Oct. 24 (Bloomberg) -- The head of Europe’s permanent rescue fund said the countries bailed out by the region’s governments should be in a position to finance themselves by the end of 2014.
“That should be well underway in two years,” Klaus Regling, head of the European Stability Mechanism, said in a Bloomberg Television interview in Luxembourg yesterday. He didn’t name specific countries.
While “there will not be a feeling that the crisis is over” as workers adjust to wage and pension cuts, measures taken by governments may be sufficient by then to help them pass “the ultimate test” and return to the bond market, he said.
European policy makers are working to draw a line under a crisis that is now in its fourth year.
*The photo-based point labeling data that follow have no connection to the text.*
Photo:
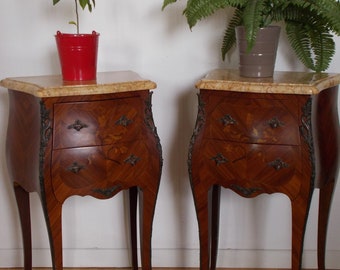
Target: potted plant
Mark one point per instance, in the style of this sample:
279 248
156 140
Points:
309 24
78 52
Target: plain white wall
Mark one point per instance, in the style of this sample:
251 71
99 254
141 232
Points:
137 35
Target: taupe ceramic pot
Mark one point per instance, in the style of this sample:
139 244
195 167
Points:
260 61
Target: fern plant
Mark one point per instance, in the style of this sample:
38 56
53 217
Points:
309 24
90 4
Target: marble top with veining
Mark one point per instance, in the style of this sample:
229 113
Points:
54 86
301 83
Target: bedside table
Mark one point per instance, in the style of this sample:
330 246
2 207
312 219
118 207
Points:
255 136
96 139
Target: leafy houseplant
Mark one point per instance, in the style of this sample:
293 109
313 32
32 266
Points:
78 52
90 4
309 24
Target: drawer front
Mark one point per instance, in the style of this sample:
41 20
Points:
250 169
98 171
97 122
266 121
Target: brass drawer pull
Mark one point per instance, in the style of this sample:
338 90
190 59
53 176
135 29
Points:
108 192
75 167
77 125
123 121
132 159
228 120
275 123
278 164
219 159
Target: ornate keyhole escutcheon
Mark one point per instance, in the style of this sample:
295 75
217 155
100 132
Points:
123 121
132 159
228 120
278 164
77 125
75 167
219 159
275 123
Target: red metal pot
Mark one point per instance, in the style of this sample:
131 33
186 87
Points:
78 55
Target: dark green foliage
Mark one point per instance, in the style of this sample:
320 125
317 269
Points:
310 24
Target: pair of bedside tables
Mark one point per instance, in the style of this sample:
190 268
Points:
253 136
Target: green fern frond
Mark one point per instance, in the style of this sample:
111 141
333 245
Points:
229 38
299 41
323 47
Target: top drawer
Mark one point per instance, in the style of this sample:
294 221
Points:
268 121
97 122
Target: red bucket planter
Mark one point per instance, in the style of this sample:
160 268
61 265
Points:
78 55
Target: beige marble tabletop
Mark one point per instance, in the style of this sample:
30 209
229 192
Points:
302 83
54 86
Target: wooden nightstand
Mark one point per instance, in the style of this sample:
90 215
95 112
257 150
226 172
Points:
93 139
269 135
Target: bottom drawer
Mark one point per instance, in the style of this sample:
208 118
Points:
251 169
99 171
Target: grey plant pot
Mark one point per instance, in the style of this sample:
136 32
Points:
260 61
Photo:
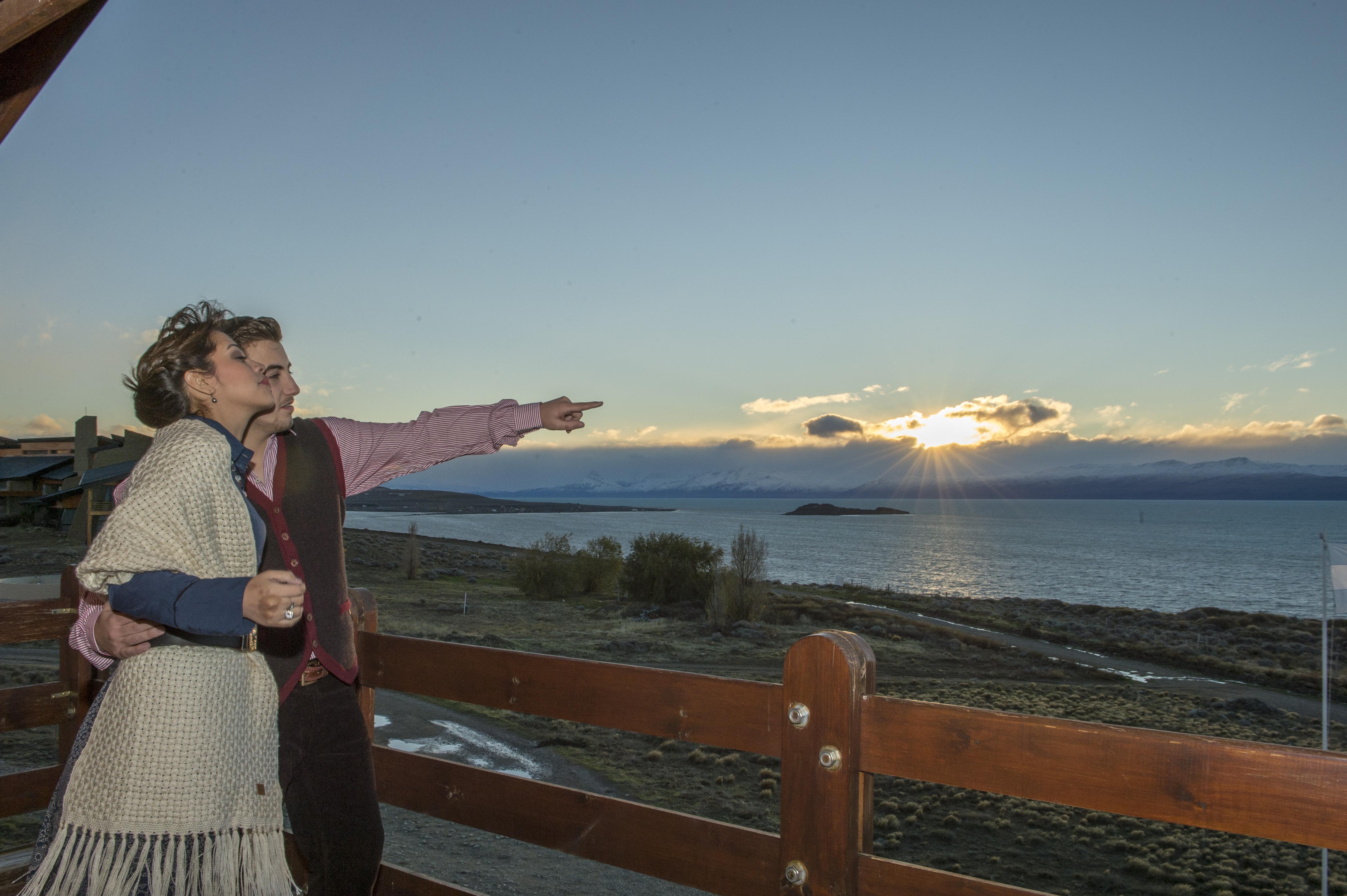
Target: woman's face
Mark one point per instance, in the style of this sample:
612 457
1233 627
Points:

While market turmoil has eased since the European Central Bank pledged to buy unlimited quantities of government bonds to stop the euro from falling apart, economists and investors say they still expect Spain to apply for aid from the bailout fund in coming months.
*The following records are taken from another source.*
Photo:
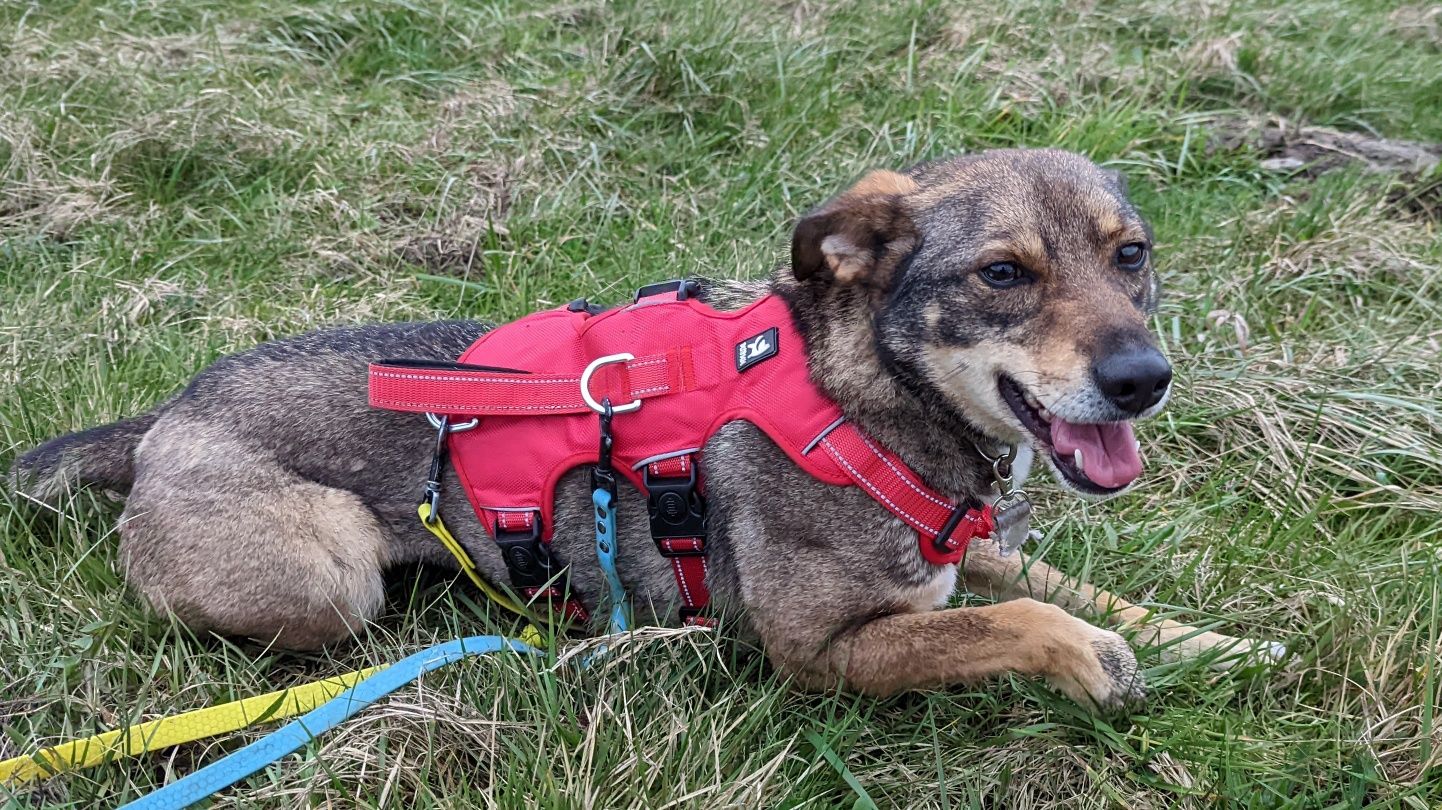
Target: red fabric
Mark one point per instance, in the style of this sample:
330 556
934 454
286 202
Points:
688 378
462 391
571 608
691 564
891 483
516 463
515 521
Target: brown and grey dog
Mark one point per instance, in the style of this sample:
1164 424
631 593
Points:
982 300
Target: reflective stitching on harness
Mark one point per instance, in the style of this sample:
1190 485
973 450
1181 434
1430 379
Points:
444 407
907 482
662 457
681 577
508 381
873 487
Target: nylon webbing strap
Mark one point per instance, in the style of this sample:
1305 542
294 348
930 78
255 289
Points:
534 571
675 493
945 529
457 389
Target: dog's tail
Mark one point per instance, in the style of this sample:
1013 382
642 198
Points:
103 456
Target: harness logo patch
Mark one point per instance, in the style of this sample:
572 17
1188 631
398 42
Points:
756 349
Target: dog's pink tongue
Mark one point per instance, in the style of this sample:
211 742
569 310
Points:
1108 451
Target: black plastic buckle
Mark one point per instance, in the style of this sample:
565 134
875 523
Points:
682 287
583 306
528 559
677 509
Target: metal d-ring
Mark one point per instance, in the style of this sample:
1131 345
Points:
437 421
586 384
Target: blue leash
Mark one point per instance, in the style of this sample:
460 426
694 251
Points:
606 554
296 734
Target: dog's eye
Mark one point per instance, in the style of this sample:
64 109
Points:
1002 274
1131 257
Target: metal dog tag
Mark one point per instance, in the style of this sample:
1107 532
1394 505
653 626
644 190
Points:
1011 515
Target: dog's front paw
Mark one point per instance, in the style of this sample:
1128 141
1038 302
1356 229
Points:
1100 670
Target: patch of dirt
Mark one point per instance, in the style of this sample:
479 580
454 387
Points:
38 199
450 247
1314 150
476 104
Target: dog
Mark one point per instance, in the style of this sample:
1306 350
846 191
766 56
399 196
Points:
979 301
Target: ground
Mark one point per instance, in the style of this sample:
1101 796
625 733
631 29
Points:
179 180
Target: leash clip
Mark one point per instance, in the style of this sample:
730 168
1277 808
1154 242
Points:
1011 510
431 495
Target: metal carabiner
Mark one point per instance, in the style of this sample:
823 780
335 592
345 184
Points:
586 384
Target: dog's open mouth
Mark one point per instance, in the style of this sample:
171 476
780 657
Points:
1096 459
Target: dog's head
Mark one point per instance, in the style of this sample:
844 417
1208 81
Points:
1011 287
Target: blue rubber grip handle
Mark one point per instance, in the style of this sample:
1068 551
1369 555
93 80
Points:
296 734
603 500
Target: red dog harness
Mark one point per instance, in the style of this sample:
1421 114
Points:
674 371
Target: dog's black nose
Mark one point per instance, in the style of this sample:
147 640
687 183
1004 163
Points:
1134 378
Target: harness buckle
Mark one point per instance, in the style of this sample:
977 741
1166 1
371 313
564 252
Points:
677 510
528 559
682 287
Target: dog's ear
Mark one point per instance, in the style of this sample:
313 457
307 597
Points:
858 237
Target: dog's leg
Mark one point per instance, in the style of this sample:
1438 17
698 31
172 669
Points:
933 649
225 539
1013 577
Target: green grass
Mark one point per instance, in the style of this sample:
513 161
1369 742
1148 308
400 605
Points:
179 180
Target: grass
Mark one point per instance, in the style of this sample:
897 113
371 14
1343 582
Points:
179 180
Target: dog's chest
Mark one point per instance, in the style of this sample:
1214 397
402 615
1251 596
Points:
932 593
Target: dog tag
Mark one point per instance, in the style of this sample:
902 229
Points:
1011 516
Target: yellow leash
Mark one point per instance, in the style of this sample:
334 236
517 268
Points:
437 526
165 732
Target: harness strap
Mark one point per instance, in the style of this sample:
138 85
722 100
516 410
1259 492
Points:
479 391
677 526
534 572
943 528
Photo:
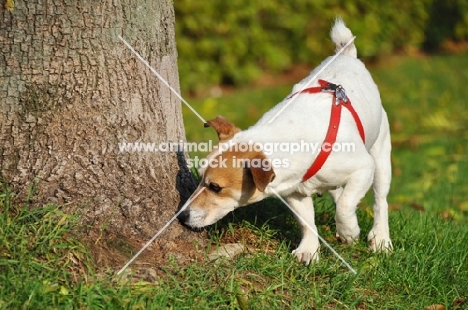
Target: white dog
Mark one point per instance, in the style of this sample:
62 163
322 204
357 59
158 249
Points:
307 144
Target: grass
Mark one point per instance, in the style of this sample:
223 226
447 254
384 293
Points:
43 265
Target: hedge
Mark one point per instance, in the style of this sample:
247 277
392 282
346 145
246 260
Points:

Regling, who didn’t mention Spain, said that the ESM can give a precautionary credit line to distressed nations more quickly than the two or three weeks it takes to put together a full sovereign bailout.
“If a country asks for a precautionary arrangement, we can act relatively fast,” he said. “Secondary market intervention” could be done in two days, he said.
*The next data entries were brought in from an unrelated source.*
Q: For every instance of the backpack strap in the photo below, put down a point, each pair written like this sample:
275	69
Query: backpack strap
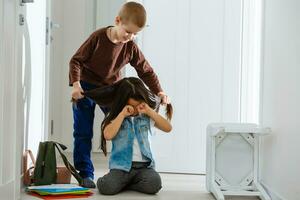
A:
67	163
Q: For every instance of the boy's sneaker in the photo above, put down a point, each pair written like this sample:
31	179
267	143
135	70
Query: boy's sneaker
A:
88	183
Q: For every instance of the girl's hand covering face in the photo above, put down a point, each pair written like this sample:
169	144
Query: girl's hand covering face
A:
143	108
128	110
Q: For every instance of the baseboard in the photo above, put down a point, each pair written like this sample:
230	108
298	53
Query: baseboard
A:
273	195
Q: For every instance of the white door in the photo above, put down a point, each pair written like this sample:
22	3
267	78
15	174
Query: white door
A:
194	47
11	109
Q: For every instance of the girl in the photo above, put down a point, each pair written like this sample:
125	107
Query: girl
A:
128	124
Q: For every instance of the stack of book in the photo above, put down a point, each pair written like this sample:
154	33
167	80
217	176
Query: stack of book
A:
59	191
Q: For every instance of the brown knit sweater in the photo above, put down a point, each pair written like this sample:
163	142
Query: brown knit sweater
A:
98	61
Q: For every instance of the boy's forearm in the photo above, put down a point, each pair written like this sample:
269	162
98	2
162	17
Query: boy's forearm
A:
111	130
160	122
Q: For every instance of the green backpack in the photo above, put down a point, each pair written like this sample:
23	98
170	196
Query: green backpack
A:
45	170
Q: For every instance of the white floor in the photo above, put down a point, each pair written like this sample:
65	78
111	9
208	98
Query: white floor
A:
175	187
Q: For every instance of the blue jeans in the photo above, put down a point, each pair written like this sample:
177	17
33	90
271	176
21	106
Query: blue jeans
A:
83	116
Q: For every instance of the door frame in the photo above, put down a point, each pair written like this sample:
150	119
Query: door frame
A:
11	92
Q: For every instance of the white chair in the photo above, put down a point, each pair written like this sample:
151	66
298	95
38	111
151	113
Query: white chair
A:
233	160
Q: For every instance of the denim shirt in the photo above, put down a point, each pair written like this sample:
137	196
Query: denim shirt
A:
122	143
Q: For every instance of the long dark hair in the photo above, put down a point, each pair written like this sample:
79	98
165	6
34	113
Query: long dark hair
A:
116	96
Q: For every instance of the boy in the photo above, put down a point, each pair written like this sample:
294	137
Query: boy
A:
98	63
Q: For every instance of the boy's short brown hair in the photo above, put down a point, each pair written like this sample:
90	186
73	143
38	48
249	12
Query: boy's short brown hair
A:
133	12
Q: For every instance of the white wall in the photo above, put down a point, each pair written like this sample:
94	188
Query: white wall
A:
281	97
34	73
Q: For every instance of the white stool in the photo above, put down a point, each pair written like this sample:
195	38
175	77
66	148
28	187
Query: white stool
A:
232	166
The ESM was declared operational on Oct. 8 and will rely on paid-in capital by European governments to underpin its full firepower of 500 billion euros ($649 billion.) By 2014, governments will have paid in 80 billion euros in capital. Regling said that the 32 billion euros currently paid in will be invested by the end of November.
The ESM has so far invested 4 billion euros in “highly rated” government bonds and the bonds of international institutions. The securities are “mainly in euro,” he said.
“We do it in small amounts of money, otherwise we would move the market, which we don’t want to do,” he said.